Nach Jahren des Aufwärtstrends geht es bei den Tech-Aktien – dem Namensgeber Ihres Kanals – nach unten. Wie gehen Sie damit in Ihrer Kommunikation um?
Ich habe viele Blue Chips, die ich bedenkenlos halte und gegebenenfalls nachkaufe. Ich versuche daher, eine Ruhe zu vermitteln, und betone oft, dass man in einigen Marktphasen Geduld braucht. Viele Anleger haben sowieso Sparpläne und nutzen den bekannten Cost-Average-Effect so aus.
Charakteristisch für @techaktien ist, dass die meisten Themen auf eine humoristische, fast schon satirische Art – oft auch durch den Einsatz von Memes – dargestellt werden. Ein Spagat, wenn man bedenkt, dass Geldanlage eigentlich ein ernstes Thema ist. Inwiefern sehen Sie hier auch eine Verantwortung bei sich, die nötige Balance zu finden?
Es gibt eine sehr große Anzahl an seriösen Finanz- und Wirtschafts-Newsseiten von CNBC, über WirtschaftsWoche, Handelsblatt, finanzen.net wie auch bankeneigene Publikationen wie bei Société Générale. Diese dürfen sich Polemik, Satire, Humor oder politisch subjektive Meinungen zu Finanz-, Wirtschafts- oder Steuerpolitik nur eingeschränkt leisten. Ich kann und darf das aber. Man sollte nicht langweilig sein, wenn man Social Media macht. Finanzen dürfen unterhaltsam sein. Wenn ich eigene Wertpapierkäufe teile und erläutere, weise ich stets auch auf die Risiken dieses Investments hin und versuche, niemanden zu überzeugen.
Neben Tech-Aktien besprechen Sie auch aktuelle Themen aus der Finanzwelt oder klassische Dividenden-Aktien. Wie wählen Sie diese aus und wo informieren Sie sich selbst?
Ich nutze sehr viele Quellen. Ich habe eine große Anzahl von YouTube-Kanälen zu den Themen abonniert und schaue eigentlich fast kein anderes Medium.
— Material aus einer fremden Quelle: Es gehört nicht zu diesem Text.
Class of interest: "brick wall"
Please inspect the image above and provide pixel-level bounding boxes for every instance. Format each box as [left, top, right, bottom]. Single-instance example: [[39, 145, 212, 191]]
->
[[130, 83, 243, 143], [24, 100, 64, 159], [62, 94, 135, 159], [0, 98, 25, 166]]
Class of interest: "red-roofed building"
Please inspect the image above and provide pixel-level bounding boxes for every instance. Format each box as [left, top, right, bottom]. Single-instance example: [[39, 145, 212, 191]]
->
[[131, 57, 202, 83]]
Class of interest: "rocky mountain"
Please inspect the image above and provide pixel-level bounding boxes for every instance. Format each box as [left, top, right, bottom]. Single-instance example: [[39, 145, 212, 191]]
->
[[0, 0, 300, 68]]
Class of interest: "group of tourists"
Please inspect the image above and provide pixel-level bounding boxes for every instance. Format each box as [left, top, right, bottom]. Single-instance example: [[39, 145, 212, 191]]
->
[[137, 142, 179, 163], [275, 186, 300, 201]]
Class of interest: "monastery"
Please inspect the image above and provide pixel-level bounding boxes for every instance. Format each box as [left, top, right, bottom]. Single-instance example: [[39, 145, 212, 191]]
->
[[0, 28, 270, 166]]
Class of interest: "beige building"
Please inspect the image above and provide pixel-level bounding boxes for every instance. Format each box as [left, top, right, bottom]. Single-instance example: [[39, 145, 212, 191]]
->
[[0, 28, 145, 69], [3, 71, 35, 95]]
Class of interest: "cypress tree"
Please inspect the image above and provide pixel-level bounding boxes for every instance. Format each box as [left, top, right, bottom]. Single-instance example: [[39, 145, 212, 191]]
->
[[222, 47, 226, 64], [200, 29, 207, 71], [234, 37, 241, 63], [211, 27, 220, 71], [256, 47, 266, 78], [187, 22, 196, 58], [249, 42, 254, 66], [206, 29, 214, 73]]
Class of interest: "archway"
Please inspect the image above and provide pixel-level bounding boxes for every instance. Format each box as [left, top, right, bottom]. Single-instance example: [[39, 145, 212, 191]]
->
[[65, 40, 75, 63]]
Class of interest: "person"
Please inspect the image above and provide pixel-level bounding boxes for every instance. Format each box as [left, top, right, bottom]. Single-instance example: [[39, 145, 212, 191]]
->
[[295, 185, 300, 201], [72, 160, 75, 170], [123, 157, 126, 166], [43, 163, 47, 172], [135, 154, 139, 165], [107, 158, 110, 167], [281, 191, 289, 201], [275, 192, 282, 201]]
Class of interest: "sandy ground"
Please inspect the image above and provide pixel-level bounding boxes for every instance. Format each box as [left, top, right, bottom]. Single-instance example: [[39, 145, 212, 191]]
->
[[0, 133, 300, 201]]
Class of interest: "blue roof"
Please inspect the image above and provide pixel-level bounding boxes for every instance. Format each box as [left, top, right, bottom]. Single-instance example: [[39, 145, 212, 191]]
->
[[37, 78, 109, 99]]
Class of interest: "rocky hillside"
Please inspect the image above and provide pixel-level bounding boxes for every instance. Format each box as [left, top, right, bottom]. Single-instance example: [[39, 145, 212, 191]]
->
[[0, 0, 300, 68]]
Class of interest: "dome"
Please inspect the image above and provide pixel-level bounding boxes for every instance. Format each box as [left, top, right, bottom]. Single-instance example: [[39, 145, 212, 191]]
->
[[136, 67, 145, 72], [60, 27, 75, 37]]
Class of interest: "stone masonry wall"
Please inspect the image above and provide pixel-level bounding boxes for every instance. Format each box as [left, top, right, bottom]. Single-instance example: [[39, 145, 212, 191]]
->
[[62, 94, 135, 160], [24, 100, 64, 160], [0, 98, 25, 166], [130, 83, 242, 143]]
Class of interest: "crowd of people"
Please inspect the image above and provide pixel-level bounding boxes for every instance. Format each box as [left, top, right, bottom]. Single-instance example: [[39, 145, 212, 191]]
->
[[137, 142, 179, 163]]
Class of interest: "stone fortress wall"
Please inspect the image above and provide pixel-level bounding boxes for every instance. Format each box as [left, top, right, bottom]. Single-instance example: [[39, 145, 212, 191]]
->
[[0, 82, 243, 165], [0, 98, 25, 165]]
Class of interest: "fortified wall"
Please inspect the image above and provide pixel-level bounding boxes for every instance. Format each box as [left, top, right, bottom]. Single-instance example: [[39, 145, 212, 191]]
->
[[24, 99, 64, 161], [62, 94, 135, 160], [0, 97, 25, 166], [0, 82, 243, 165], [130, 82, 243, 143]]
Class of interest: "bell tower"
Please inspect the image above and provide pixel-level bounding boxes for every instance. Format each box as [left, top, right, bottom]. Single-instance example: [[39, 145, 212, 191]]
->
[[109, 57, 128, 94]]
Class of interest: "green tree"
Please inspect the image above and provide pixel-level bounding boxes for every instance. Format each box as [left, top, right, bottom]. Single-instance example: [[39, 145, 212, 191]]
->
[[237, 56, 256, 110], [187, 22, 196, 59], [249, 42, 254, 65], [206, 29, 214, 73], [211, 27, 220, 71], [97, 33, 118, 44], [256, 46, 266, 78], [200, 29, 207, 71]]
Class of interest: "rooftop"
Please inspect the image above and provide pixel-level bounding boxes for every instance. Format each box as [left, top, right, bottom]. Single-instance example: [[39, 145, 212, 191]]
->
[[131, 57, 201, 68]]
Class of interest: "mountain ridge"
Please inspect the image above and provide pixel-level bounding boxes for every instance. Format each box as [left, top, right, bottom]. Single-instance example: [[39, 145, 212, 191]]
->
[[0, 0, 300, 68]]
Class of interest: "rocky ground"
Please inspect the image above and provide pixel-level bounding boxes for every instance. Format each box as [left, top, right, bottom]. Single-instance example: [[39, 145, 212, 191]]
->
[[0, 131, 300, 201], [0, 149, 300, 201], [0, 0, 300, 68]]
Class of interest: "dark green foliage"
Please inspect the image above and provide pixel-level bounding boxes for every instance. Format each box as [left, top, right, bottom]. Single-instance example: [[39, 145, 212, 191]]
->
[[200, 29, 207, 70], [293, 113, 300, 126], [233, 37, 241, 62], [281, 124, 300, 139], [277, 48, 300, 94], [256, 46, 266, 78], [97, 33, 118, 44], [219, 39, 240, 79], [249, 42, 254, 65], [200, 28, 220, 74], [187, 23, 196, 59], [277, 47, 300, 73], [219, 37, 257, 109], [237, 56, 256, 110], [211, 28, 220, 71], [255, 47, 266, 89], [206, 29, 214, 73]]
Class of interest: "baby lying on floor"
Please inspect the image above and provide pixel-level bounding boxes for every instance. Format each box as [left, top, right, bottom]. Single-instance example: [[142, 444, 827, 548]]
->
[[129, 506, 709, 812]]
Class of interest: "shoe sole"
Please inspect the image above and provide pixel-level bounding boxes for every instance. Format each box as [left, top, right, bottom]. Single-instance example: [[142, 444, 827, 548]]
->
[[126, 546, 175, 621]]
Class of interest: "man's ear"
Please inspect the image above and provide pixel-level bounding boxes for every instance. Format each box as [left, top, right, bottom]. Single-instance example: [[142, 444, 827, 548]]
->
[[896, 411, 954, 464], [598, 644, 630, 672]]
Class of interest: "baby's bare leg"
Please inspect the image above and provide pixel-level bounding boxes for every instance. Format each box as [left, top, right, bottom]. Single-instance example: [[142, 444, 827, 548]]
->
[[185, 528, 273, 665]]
Netflix & Co. sowie TV langweilen mich. Ich lese weiterhin Capital Magazin, F.A.Z., Welt, CNBC, Seeking Alpha und höre noch einige Finanz-Podcasts. Wenn ich ein Thema interessant finde, recherchiere ich und verarbeite das Wichtigste zu einem Beitrag. Das kann auch die Analyse von Wahlprogrammen zur Bundestagswahl nach finanziellen Aspekten sein. Das hat komischerweise niemand anderes (auch nicht in den traditionellen Medien) gemacht. Ich schon.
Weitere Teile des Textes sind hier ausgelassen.